Money market funds also known as money market mutual funds are open-ended mutual funds. These form of market funds target short-term debt security investments. In comparison, the above market funds provide the same security as bank deposits and provide high returns. The money market funds are controlled in the United States under the Investment Company Act of 1940. They provide liquidity to financial intermediaries.
Money market funds invest in Securities such as commercial paper, short-term bonds, repurchase agreements, US Treasury bills and other money funds. The security these funds provide arise from the fact that they cap credit, market, and liquidity risks. Money market funds maintain a value of $1 per share so that the funds can pay dividends to investors. Money market funds buy the highest rated debt and mature in 13 months. Another requirement for these funds is the need to maintain a 2-month period as the weighted average maturity time. At the same time, you cannot use the funds to invest more than 5% in any other issuer rather than government securities and repurchase agreements.
The first money market was established in 1971. by The idea was to offer investors who were interested in saving their cash a way to earn a small rate of return. It took a short period to establish other funds, and the market grew significantly.
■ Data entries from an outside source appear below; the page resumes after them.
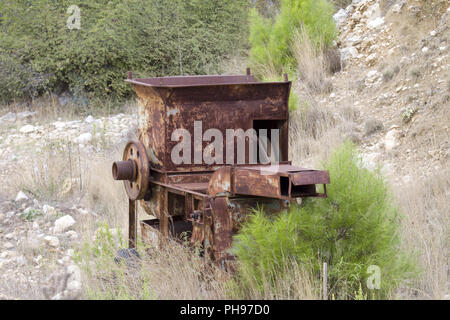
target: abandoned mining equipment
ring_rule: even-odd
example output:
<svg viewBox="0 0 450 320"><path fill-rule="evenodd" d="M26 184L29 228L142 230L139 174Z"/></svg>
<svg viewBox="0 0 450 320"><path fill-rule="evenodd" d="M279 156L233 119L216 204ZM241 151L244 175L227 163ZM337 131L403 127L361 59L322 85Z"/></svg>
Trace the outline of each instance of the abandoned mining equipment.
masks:
<svg viewBox="0 0 450 320"><path fill-rule="evenodd" d="M137 200L155 217L139 221L142 241L156 237L161 242L182 235L186 241L187 236L220 264L233 258L229 250L232 236L251 208L263 205L275 214L297 198L326 197L327 171L304 169L288 161L291 82L286 75L282 82L259 82L250 69L238 76L133 79L129 73L126 81L139 100L138 141L128 142L122 161L113 163L112 173L115 180L124 181L129 198L130 248L137 240ZM208 150L208 141L196 143L194 137L199 122L200 136L208 129L219 130L223 137L229 129L277 129L279 161L276 165L250 161L248 138L244 139L247 151L239 161L235 136L224 142L224 158L231 159L231 164L206 161L202 154ZM172 152L179 143L173 132L180 128L190 134L191 141L185 142L194 148L183 154L190 161L182 163L174 161ZM260 137L256 140L261 148ZM195 159L199 149L200 159ZM316 185L323 185L323 192Z"/></svg>

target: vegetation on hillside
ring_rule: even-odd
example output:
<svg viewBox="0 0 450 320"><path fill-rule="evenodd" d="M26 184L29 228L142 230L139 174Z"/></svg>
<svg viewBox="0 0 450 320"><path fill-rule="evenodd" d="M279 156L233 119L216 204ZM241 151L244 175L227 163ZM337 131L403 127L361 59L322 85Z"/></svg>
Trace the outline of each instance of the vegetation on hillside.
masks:
<svg viewBox="0 0 450 320"><path fill-rule="evenodd" d="M248 0L0 2L0 99L70 90L127 96L123 79L211 74L246 42ZM72 12L73 14L73 12Z"/></svg>

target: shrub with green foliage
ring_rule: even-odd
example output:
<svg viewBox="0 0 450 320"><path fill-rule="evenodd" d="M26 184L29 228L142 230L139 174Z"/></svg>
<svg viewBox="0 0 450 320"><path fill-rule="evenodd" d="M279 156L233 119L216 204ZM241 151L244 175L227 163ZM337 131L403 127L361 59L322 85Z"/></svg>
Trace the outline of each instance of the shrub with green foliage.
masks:
<svg viewBox="0 0 450 320"><path fill-rule="evenodd" d="M326 48L336 37L334 7L326 0L281 0L272 18L250 10L250 61L258 75L270 66L277 74L296 69L293 35L304 28L317 47Z"/></svg>
<svg viewBox="0 0 450 320"><path fill-rule="evenodd" d="M337 299L386 298L414 275L413 260L400 246L401 216L383 178L362 167L350 142L334 152L325 169L331 178L328 198L307 199L278 216L259 208L235 236L239 286L256 282L261 291L271 290L268 279L292 259L312 266L318 280L327 262L328 292ZM379 290L367 288L371 265L381 270Z"/></svg>
<svg viewBox="0 0 450 320"><path fill-rule="evenodd" d="M66 25L73 4L81 10L81 29ZM127 71L215 73L220 60L245 43L248 5L248 0L1 1L0 99L67 89L126 96Z"/></svg>

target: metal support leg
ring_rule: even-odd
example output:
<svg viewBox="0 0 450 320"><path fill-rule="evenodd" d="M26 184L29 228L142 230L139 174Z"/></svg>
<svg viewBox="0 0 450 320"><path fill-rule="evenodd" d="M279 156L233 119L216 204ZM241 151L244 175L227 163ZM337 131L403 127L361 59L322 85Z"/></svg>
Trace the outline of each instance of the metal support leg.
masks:
<svg viewBox="0 0 450 320"><path fill-rule="evenodd" d="M137 214L135 200L128 200L128 218L128 247L136 248Z"/></svg>

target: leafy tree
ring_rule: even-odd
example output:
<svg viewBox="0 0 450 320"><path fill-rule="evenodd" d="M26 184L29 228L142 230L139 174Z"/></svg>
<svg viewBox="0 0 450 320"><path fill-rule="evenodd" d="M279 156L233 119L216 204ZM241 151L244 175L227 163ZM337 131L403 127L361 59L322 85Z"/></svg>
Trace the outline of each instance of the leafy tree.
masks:
<svg viewBox="0 0 450 320"><path fill-rule="evenodd" d="M123 97L129 70L214 73L245 44L248 0L78 0L81 29L70 30L73 4L0 2L1 100L64 90Z"/></svg>

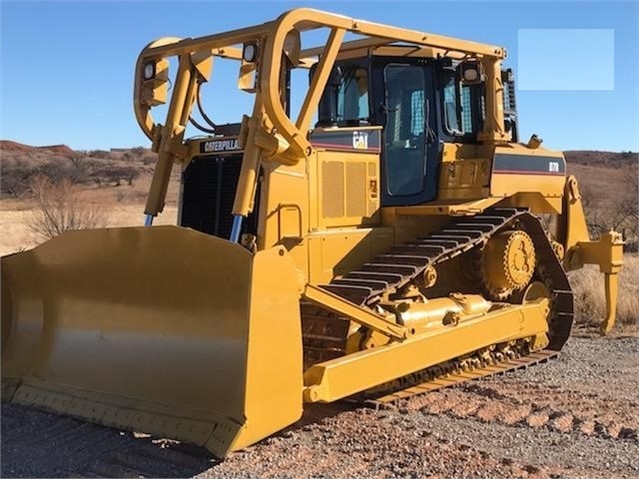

Money market funds made mutual funds popular which were not utilized before. Money market funds aim never to lose money by seeking a stable net asset value.The money market funds is a financial product that was recognized by the American Museum of Financial History due to its importance and impact on the nation’s financial history. Currently, the product serves tens of millions of investors, and the industry is now worth more than $3.0 trillion.
Bruce Bent II is a businessman and financial expert who truly undestands investments and money market funds. Bruce II owns a Bachelor of Science in Philosophy from Northeastern University. He is the Vice Chairman and President of Double Rock Corporation. He is also the pioneer in the cash management and retirement services businesses. He is a visionary and possesses entrepreneurial skills that have led him to invent relevant products and technologies in the financial services industry.